Quote of the Day (26)

I have great appreciation for people who stick to the sola scriptura principle; people who are willing to go to the wall for what they believe the Bible teaches. It shows sincerity and courage, qualities that are most admirable.

But what do you do when, year after year after year, the facts on the ground stubbornly refuse to conform to your theological schema, a system of thought you are convinced is entirely scriptural?

Now, one must always be careful when pointing out the errors in other people’s thinking about the Bible. Those of us doing the pointing may be just as blind to our own theological missteps. “Har, har, har!” is not the most Christian response to fellow believers struggling with obvious cognitive dissonance.

But keeping that in mind, is there any point at which one concedes that while “scripture and only scripture” must always remain the rule for faith and practice, it might just be faintly possible to have misunderstood the word of God on one important point or another? To have imported incorrect assumptions into the Bible? To have constructed a theological system atop one or more unchallenged factual errors or false principles of interpretation?

Doug Wilson is honest about the difficulty he faces in reconciling his eschatology with political and cultural reality:
“The best thing to do is assume that if you have any sense in your head at all, you are reluctant even to turn on the news anymore. ‘How could they possibly have made things worse?’ seems like it ought to be a rhetorical question. But every single night they are up to the challenge, and they produce actual answers to that question. And you wonder to yourself ... this somehow seems different than how postmillennialism came across in the books.”
Yes, indeed it does. Vastly different. Almost as if fixing the grand mess we have made of this planet demands the direct presence of the Lord of Glory.
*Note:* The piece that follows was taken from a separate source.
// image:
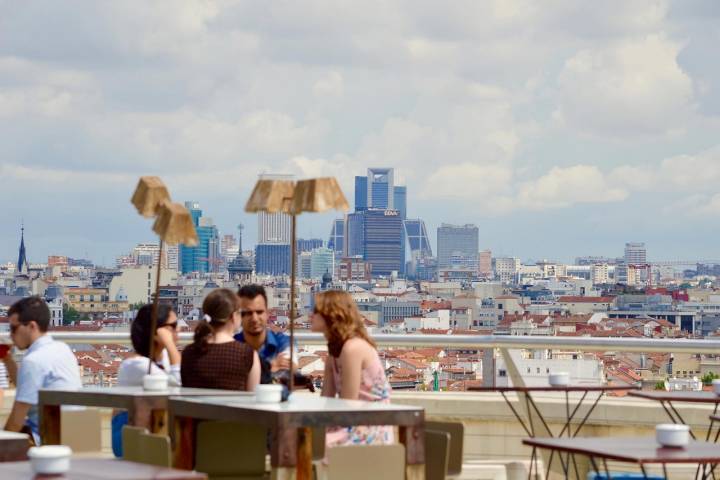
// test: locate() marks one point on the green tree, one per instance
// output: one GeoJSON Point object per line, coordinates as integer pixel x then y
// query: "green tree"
{"type": "Point", "coordinates": [70, 315]}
As I pointed out in the comments to this post, the intensity of the rhetoric hurled around the Internet by Christians over the current U.S. presidential election seems to me to be directly proportional to the writer’s inclination to embrace a postmillennialist view of prophecy, and understandably so: if it’s our job to fix this world by ourselves, well, right now things are not looking so hot. There are major reasons to be concerned. Some postmillennialists sound downright panicky.

So what’s the next step? Double down, or reconsider?